Redazione RHC : 6 September 2025 09:12
Artificial intelligence systems have been criticized for creating confusing vulnerability reports and inundating open-source developers with irrelevant complaints. But researchers at Nanjing University and the University of Sydney have an example to the contrary: they presented an agent called A2, capable of finding and verifying vulnerabilities in Android applications, mimicking the work of a bug hunter. The new development is a continuation of the previous A1 project, which was able to exploit bugs in smart contracts.
The authors claim that A2 achieved 78.3% coverage on the Ghera test suite, outperforming the static analyzer APKHunt, which achieved only 30%. Run on 169 real APKs, it found 104 zero-day vulnerabilities, 57 of which were confirmed by automatically generated working exploits. Among these, a medium-severity bug in an app with over 10 million installs.
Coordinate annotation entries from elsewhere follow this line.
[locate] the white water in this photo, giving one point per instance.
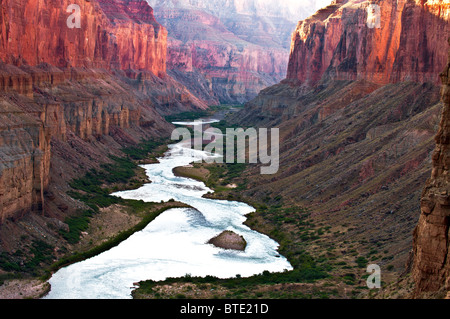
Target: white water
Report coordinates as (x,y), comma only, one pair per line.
(174,244)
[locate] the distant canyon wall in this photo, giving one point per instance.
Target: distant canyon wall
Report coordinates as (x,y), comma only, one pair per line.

This was an intentional redirection issue that allowed the malware to gain control.
A2’s main distinguishing feature is the validation module, which was absent in its predecessor.
The old A1 system used a fixed verification scheme that only assessed whether an attack would be profitable. A2, on the other hand, can confirm a vulnerability step by step, breaking down the process into specific tasks. As an example, the authors cite a scenario involving an application where the AES key was stored in clear text. The agent first finds the key in the strings.xml file, then uses it to generate a fake password reset token, and finally verifies that this token actually bypasses authentication. All steps are accompanied by automatic verification: from matching values to confirming application activity and displaying the desired address on the screen.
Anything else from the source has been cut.